After the party Tuesday night they went back to their apartment in East Alton to pack up the remaining boxes. They hoped to be ready to actually move in and sleep in the new place the next night.

Wednesday morning, after Mark left for his job with Camp Electric and Heating Company, Karla went over to Acton Avenue, where she would organize and straighten until Mark got off work about four-thirty. They were excited about spending the night there.

When Mark finished work, he went over to the house of his friend Tom Fiegenbaum, who lived on the same block as Mark’s parents and had agreed to help him move a large and unusual A-frame doghouse from the parents’ backyard.

They got to Acton Avenue about five-thirty, and as Tom backed his truck down the driveway, Mark went to get Karla. He couldn’t find her, which meant she’d probably run out to get something she needed for the house, but he noticed the back door was unlocked. This bothered him. She was going to have to be careful about that sort of thing.

Mark brought Tom in to show him the house. After showing him the main floor, Mark led him into the kitchen and down the stairs to the basement. When he reached the bottom stair, he didn’t like what he saw. Several small tables were overturned. Things seemed to be in a mess, despite the fact that he and Karla had organized everything the night before. Something was spilled on the sofa and the floor.

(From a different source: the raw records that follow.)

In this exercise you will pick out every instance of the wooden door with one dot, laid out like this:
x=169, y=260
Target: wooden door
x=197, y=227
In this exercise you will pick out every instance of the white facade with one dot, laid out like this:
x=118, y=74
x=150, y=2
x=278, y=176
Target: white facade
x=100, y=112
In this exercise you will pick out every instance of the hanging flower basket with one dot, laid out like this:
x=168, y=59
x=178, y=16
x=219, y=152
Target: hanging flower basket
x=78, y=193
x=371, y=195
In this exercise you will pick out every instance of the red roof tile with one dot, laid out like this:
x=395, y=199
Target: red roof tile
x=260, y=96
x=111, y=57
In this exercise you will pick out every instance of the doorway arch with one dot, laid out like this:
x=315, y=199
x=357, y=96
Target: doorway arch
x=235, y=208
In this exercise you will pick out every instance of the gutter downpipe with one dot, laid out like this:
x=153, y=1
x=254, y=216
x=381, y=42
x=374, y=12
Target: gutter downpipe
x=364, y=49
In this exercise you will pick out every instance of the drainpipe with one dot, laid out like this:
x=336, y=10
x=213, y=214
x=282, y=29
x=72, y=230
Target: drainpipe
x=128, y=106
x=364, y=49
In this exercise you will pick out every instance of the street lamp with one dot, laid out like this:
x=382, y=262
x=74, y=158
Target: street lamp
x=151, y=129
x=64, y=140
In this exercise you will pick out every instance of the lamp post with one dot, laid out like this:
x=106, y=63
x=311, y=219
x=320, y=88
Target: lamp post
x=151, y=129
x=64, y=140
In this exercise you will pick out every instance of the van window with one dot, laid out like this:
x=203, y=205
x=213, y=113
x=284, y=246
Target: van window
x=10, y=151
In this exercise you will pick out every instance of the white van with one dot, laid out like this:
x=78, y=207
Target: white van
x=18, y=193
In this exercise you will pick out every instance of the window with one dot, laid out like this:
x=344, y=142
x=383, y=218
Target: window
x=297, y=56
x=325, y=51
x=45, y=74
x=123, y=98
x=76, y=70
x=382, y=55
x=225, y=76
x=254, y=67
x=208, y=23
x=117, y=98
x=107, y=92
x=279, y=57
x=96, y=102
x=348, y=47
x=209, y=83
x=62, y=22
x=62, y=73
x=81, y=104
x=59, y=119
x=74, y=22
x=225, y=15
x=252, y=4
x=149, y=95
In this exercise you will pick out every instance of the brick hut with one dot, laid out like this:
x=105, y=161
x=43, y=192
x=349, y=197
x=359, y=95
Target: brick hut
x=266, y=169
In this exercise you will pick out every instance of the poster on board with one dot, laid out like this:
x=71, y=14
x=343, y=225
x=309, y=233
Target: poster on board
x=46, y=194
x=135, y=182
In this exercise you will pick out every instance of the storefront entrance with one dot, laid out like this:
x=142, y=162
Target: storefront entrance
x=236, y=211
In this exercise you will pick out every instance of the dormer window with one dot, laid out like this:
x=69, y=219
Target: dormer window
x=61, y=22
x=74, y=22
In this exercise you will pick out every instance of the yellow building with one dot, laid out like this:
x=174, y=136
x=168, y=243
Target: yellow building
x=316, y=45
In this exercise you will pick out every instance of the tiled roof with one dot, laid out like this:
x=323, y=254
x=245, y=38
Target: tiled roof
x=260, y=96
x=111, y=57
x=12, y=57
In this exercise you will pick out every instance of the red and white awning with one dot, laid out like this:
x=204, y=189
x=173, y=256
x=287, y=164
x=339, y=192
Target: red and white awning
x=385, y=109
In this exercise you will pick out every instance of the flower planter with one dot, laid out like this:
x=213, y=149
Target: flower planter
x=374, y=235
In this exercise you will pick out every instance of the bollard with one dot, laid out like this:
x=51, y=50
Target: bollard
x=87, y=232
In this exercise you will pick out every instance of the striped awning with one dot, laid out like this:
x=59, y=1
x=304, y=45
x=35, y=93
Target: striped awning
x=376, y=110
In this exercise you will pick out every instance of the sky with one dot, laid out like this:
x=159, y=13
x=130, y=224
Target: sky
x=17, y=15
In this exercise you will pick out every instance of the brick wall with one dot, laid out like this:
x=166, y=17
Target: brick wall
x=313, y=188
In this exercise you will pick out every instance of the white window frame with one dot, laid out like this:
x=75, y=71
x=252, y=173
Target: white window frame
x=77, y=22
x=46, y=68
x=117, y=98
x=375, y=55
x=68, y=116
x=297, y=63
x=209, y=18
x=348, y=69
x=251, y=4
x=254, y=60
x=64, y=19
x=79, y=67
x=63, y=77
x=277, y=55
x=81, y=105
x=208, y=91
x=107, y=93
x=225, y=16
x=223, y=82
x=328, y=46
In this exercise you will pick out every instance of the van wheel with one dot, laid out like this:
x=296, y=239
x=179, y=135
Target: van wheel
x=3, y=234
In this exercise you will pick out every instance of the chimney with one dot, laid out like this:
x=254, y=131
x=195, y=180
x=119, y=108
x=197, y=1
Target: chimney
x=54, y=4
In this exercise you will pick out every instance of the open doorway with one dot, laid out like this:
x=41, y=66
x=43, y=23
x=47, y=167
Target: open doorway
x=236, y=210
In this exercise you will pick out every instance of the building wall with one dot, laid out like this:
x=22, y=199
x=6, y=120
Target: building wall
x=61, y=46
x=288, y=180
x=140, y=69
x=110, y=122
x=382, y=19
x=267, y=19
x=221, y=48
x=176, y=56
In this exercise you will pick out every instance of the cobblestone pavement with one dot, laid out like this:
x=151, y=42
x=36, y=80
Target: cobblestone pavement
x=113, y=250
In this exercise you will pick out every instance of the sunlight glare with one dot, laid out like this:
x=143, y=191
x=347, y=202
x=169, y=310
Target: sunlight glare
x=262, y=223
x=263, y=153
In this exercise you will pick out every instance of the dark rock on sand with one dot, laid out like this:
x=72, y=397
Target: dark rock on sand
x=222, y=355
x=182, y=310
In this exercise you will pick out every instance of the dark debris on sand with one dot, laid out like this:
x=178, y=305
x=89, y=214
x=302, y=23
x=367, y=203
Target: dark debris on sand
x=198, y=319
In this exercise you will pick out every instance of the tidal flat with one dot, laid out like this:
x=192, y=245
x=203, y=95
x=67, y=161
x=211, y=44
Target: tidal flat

"What’s happening here?" Mark asked rhetorically. As he turned to go back upstairs to try to find Karla, he saw through the door to the laundry room.

There was Karla, on her knees and bent forward, wearing a sweater but naked from the waist down, her hands tied behind her back with electrical cord, her head stuffed into a ten-gallon, drum-like barrel filled with water. The barrel was one of the ones he and Karla had used for moving clothes. And the sweater, which had been packed in one of the barrels, was one she wore only in winter.

"Oh my God! Karla!" Mark screamed as he and Tom raced over. Mark pulled her head from the barrel and laid her back on the floor. Her face was puffy and blue, with a deep cut across her forehead and another on her jawline. Her eyes were open, but it was obvious she was dead.